Hydroxychloroquine/Azithromycin Therapy and QT Prolongation in Hospitalized Patients With COVID-19

Link to article at PubMed

JACC Clin Electrophysiol. 2021 Jan;7(1):16-25. doi: 10.1016/j.jacep.2020.07.016. Epub 2020 Aug 5.


OBJECTIVES: This study aimed to characterize corrected QT (QTc) prolongation in a cohort of hospitalized patients with coronavirus disease-2019 (COVID-19) who were treated with hydroxychloroquine and azithromycin (HCQ/AZM).

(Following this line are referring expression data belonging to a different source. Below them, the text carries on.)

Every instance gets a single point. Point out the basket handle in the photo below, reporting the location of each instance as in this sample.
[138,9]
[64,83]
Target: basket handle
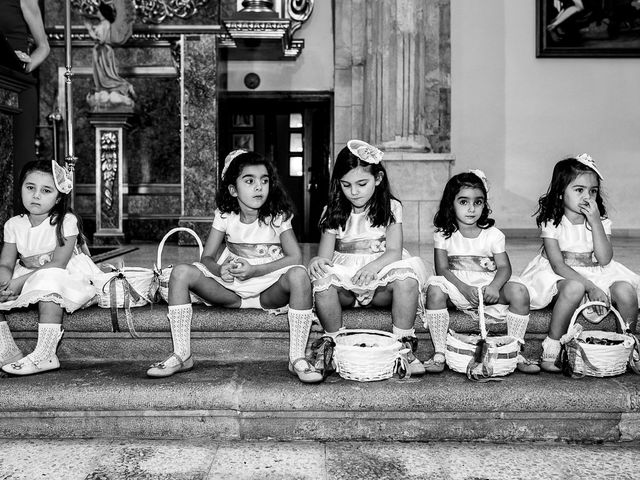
[167,235]
[482,320]
[611,308]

BACKGROUND: HCQ/AZM is being widely used to treat COVID-19 despite the known risk of QT interval prolongation and the unknown risk of arrhythmogenesis in this population.

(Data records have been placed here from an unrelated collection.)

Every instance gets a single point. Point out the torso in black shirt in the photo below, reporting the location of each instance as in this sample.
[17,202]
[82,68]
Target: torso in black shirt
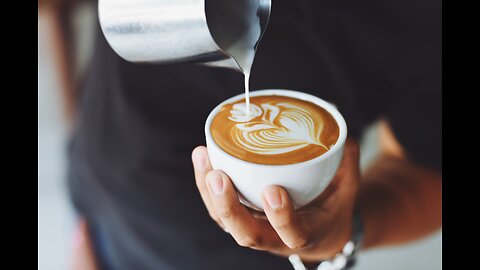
[130,168]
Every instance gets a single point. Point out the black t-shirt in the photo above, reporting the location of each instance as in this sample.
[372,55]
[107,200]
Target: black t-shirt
[130,170]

METHODS: A retrospective cohort of COVID-19 hospitalized patients treated with HCQ/AZM was reviewed. The QTc interval was calculated before drug administration and for the first 5 days following initiation. The primary endpoint was the magnitude of QTc prolongation, and factors associated with QTc prolongation. Secondary endpoints were incidences of sustained ventricular tachycardia or ventricular fibrillation and all-cause mortality.

RESULTS: Among 415 patients who received concomitant HCQ/AZM, the mean QTc increased from 443 ± 25 ms to a maximum of 473 ± 40 ms (87 [21%] patients had a QTc ≥500 ms). Factors associated with QTc prolongation ≥500 ms were age (p < 0.001), body mass index <30 kg/m2 (p = 0.005), heart failure (p < 0.001), elevated creatinine (p = 0.005), and peak troponin (p < 0.001). The change in QTc was not associated with death over the short period of the study in a population in which mortality was already high (hazard ratio: 0.998; p = 0.607). No primary high-grade ventricular arrhythmias were observed.

CONCLUSIONS: An increase in QTc was seen in hospitalized patients with COVID-19 treated with HCQ/AZM. Several clinical factors were associated with greater QTc prolongation. Changes in QTc were not associated with increased risk of death.